Gary Wockner is director of the Save The Colorado River Campaign, which provides funding for community river preservation organizations throughout the Colorado River basin. Wockner contributed this article to LiveScience's Expert Voices: Op-Ed & Insights.
More than 35 million people throughout the southwestern United States and northern Mexico depend on the Colorado River's water. In 30 years, that total number is likely to double.
That's why so many call the Colorado the "lifeblood of the West."
The warming, drying climate of the Southwest is hitting the river hard. We now know that drought is likely to be the new normal in the Colorado River basin — scientists tell us that climate change could reduce the amount of water in the Colorado River ecosystem by 9 to 20 percent. Predictions of climate change and water usage draining the famed Lake Mead and Lake Powell dry are a small, but real, part of that picture.
This year is proving no exception. Scientists with the National Oceanic and Atmospheric Administration (NOAA) now say that the April through July inflow into Lake Powell, the largest reservoir in the Upper Colorado Basin, will be a mere 2.7 million acre-feet — the lowest amount since NOAA began issuing forecasts in 1979. Combined inflows from this year and last year's runoff seasons are likely to be the driest since Lake Powell began filling in behind the Glen Canyon Dam in September 1969.
Around the state of Colorado, communities are preparing for another year of epic drought. On May 1, 2013, Denver Water (which uses a lot of Colorado River water) and Colorado Parks and Wildlife will close Antero Reservoir in Park County, Colo., and drain the reservoir to save water. In Fort Collins, the Cache la Poudre River is running at historic lows and is still clogged with ash, soot and debris swept down from last year's historic forest fires.

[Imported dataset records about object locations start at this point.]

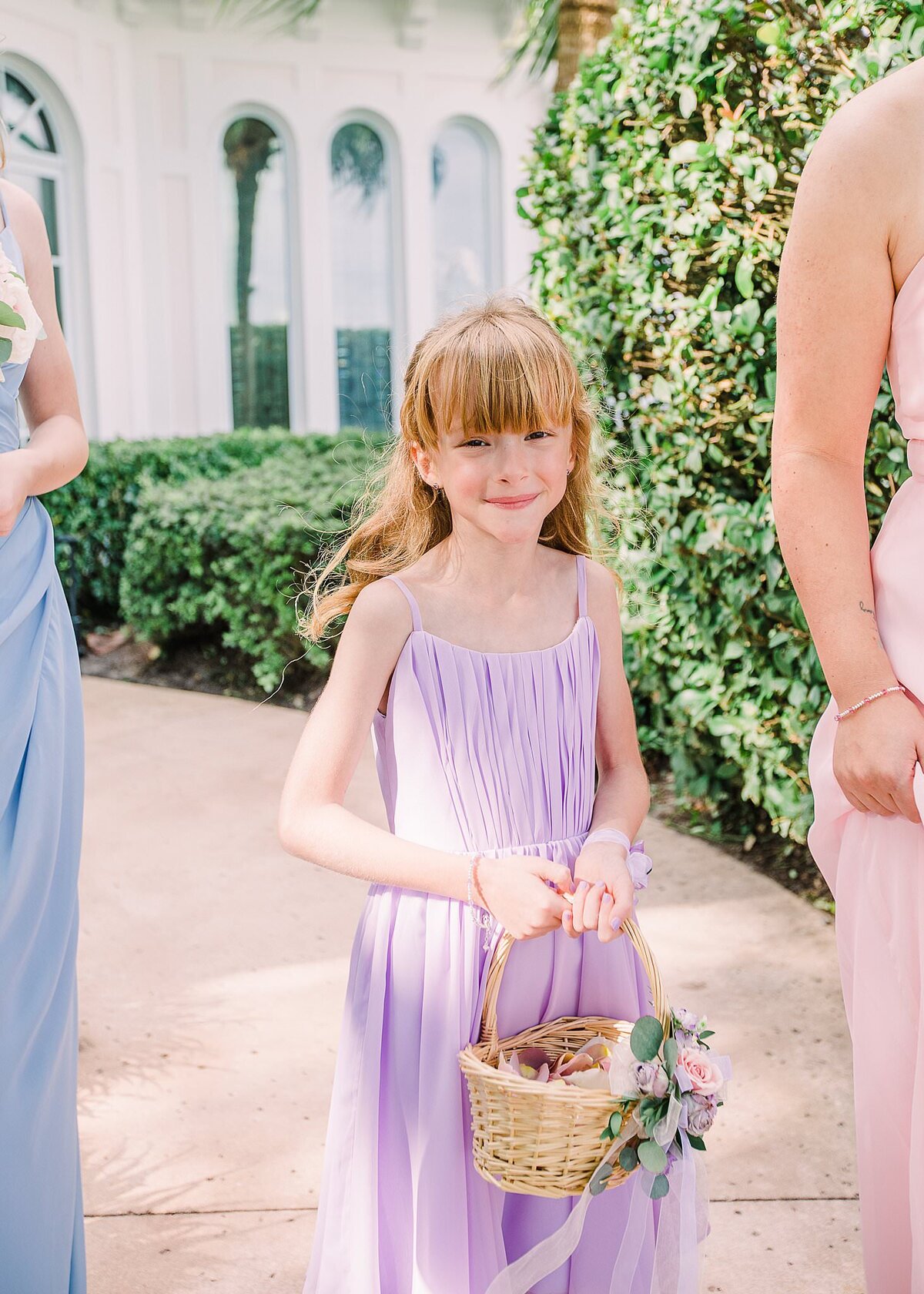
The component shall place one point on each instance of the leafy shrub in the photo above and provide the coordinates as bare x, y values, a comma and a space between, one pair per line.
660, 189
97, 508
223, 557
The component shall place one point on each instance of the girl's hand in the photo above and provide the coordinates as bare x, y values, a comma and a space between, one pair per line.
875, 753
515, 893
13, 489
604, 893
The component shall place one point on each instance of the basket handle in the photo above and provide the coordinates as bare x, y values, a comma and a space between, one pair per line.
500, 960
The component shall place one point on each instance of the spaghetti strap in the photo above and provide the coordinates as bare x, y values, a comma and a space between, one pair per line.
412, 599
581, 585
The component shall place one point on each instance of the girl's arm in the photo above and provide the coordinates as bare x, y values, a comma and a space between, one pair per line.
313, 823
832, 331
623, 796
57, 448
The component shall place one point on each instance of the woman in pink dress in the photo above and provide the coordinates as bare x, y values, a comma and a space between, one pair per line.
852, 298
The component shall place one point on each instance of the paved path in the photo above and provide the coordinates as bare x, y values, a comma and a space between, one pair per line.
213, 970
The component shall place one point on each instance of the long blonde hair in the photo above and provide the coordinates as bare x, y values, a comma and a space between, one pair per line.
500, 365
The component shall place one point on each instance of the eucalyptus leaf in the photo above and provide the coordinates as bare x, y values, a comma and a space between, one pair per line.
646, 1038
9, 317
652, 1156
628, 1158
659, 1187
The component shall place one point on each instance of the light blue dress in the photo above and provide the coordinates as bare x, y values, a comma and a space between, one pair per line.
42, 1242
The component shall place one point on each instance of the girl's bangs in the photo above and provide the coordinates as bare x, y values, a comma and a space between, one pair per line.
498, 390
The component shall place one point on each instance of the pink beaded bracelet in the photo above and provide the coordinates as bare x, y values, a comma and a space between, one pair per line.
866, 700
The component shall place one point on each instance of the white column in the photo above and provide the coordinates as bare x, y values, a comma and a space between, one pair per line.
413, 238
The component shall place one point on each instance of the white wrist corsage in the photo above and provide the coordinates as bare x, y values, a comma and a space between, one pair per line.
20, 324
637, 861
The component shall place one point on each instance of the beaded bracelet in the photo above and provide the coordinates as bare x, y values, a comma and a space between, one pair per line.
866, 700
480, 917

Fort Collins is now relying almost solely on the Colorado River for drinking water supplies.
Against that dire backdrop, cities and states throughout the Colorado basin unfortunately continue to bark up the wrong tree — proposing dam, reservoir, pipeline and energy projects that would drain the last drops of the free-flowing Colorado River and its tributaries, instead of aggressively focusing on water conservation, efficiency and a rapid shift away from dirty energy projects.

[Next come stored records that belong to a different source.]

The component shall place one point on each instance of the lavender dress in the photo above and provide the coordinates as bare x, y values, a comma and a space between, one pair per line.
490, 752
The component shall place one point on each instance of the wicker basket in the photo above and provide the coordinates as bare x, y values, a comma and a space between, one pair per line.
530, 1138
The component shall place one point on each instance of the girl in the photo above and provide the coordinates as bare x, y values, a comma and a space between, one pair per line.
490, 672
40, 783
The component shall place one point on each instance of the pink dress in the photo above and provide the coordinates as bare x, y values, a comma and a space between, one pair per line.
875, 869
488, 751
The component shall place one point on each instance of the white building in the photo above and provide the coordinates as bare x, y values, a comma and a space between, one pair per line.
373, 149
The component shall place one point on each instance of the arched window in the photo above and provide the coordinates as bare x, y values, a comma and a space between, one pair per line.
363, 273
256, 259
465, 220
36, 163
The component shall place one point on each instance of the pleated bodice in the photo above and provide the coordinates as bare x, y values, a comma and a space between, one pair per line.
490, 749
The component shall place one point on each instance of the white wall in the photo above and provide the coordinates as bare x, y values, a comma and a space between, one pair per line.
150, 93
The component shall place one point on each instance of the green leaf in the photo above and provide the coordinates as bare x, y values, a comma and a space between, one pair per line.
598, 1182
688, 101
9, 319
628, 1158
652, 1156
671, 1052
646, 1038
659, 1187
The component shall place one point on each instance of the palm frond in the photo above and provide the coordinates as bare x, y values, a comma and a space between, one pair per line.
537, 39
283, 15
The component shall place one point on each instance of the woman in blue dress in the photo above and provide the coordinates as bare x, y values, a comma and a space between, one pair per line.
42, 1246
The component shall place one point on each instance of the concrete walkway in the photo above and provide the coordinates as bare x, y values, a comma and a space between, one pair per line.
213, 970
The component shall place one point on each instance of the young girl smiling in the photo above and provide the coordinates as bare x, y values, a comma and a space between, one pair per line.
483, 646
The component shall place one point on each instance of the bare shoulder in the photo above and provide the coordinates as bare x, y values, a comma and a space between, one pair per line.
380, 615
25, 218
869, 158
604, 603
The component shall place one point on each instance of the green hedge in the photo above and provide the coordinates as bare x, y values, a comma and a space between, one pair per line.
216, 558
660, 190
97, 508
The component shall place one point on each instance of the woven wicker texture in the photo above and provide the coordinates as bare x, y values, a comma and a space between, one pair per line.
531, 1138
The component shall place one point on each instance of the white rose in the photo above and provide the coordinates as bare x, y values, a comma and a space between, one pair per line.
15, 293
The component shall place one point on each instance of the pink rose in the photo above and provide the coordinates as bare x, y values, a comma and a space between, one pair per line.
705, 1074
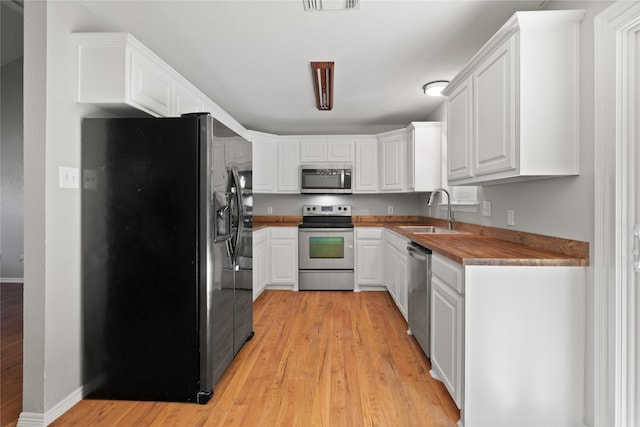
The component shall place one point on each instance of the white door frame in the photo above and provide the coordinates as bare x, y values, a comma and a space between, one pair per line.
615, 307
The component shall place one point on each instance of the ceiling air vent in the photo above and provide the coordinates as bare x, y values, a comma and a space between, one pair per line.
313, 5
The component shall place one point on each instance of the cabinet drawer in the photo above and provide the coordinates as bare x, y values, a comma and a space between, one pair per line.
449, 272
369, 233
283, 232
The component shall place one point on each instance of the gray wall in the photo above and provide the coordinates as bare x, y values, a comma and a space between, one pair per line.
52, 291
361, 204
11, 174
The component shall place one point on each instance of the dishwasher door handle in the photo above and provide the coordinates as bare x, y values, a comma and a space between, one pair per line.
416, 253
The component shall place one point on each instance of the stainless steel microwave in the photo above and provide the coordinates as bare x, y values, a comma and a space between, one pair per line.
323, 179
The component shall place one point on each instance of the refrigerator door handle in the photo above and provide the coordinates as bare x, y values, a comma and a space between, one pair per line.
240, 212
222, 224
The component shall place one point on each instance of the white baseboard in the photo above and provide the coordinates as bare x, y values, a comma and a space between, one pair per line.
11, 280
36, 419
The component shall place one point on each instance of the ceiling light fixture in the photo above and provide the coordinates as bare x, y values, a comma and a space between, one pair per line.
435, 88
315, 5
323, 84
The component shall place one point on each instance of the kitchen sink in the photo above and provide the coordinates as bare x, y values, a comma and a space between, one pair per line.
429, 229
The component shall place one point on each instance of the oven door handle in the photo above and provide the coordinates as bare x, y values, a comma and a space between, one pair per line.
320, 229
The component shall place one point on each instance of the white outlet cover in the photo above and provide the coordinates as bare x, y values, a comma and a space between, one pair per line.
69, 177
486, 208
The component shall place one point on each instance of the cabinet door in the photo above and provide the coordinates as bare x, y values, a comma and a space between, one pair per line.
402, 283
340, 151
313, 151
494, 112
446, 337
283, 266
459, 128
366, 167
151, 87
288, 167
393, 162
261, 265
265, 161
369, 262
426, 156
390, 266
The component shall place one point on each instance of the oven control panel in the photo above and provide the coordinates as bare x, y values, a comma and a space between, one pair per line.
322, 210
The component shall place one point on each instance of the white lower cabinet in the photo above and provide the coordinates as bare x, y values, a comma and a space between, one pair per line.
395, 269
261, 261
284, 257
508, 342
447, 327
275, 259
368, 266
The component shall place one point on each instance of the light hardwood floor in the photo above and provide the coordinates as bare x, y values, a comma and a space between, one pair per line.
10, 353
317, 359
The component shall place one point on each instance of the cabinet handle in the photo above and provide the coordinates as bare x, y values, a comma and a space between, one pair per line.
636, 248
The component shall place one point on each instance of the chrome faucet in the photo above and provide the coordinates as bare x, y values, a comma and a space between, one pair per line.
449, 213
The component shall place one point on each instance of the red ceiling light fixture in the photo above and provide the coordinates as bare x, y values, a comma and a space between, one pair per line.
323, 84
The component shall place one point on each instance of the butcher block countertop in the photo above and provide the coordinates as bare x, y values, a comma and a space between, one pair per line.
480, 245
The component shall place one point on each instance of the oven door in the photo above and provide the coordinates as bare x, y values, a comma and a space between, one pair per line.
325, 249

Today, demand on the river's water exceeds supply, leaving the river so over-tapped that it no longer flows to the sea. A century of water management policies and practices that have promoted wasteful water use have put the river at a critical crossroads.
The good news is that the federal government has stepped up its efforts to address this endangered river, with a comprehensive study completed by the Department of the Interior in 2012. Now it's time for Congress to follow up with robust funding for water conservation programs throughout the basin, and especially for investments to increase the efficiency of water projects that are already built, as well as restoration funds for the river's critical habitats.
There is enough water in the river to sustain both human and natural communities, but only if it's used wisely. Gone are the days when we can build another dam or pipeline on the Colorado River and worry about its impacts later. Today, there just isn't any more water left — the river is endangered.
The views expressed are those of the author and do not necessarily reflect the views of the publisher.